Our model and results should be interpreted in consideration of some important limitations and context. First, human behavior is not modeled in these simulations. In practice, recording of temperatures by staff will likely be subject to skipped observations or imprecisely documented temperature readings. Second, storage units modeled were household-grade, combination-style units. So some caution may be warranted when considering the generalization of this study’s results to other types of storage units, such as stand-alone refrigerator units, purpose-built or pharmaceutical-grade storage units, or even freezers. Third, this study models temperature excursions in vaccine units as intermittent, non-permanent events. One likely consequence of a permanent temperature excursion would be the replacement of a vaccine storage unit. We did not model the replacement of storage units. Finally, the data used as inputs into the simulation model in this study did not come from a sample that was known to be representative of storage units or vaccine providers in the United States or any other jurisdiction. As such, generalizations of these results to a nation-wide sample may not be appropriate.
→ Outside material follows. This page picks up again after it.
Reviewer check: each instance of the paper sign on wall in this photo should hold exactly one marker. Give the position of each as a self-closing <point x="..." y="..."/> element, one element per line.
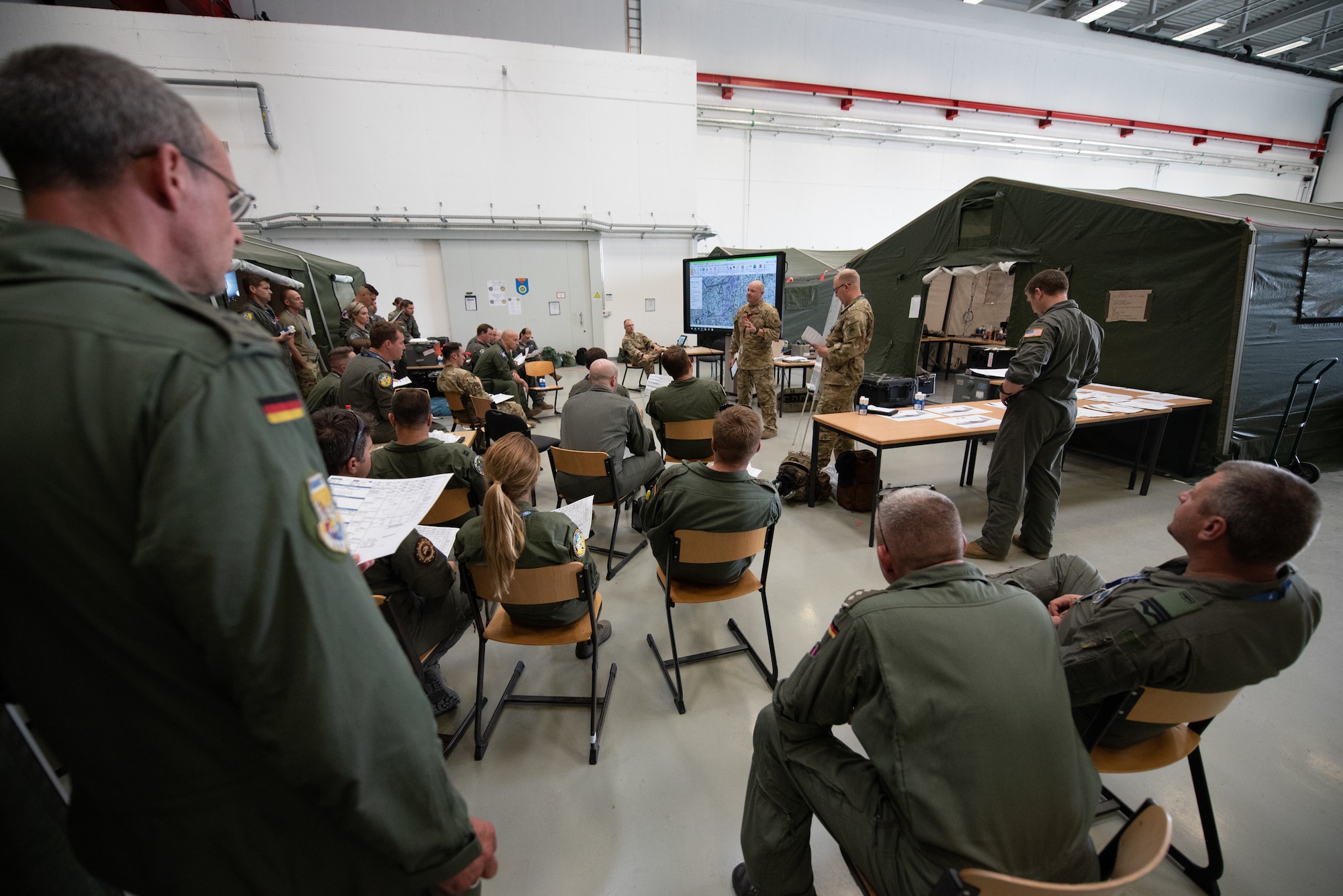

In light of these limitations, we can conclude that the simulations presented in this study provide a useful, evidence-based comparison of several non-continuous temperature-monitoring practices using data generated in a simulation. The results of this study highlight the benefits of min/max as a non-continuous temperature-monitoring practice. These results also provide support for the transition to CTM as a way to ensure vaccination effectiveness, which can improve immunity, lead to healthier communities, and confer greater protection from vaccine-preventable diseases.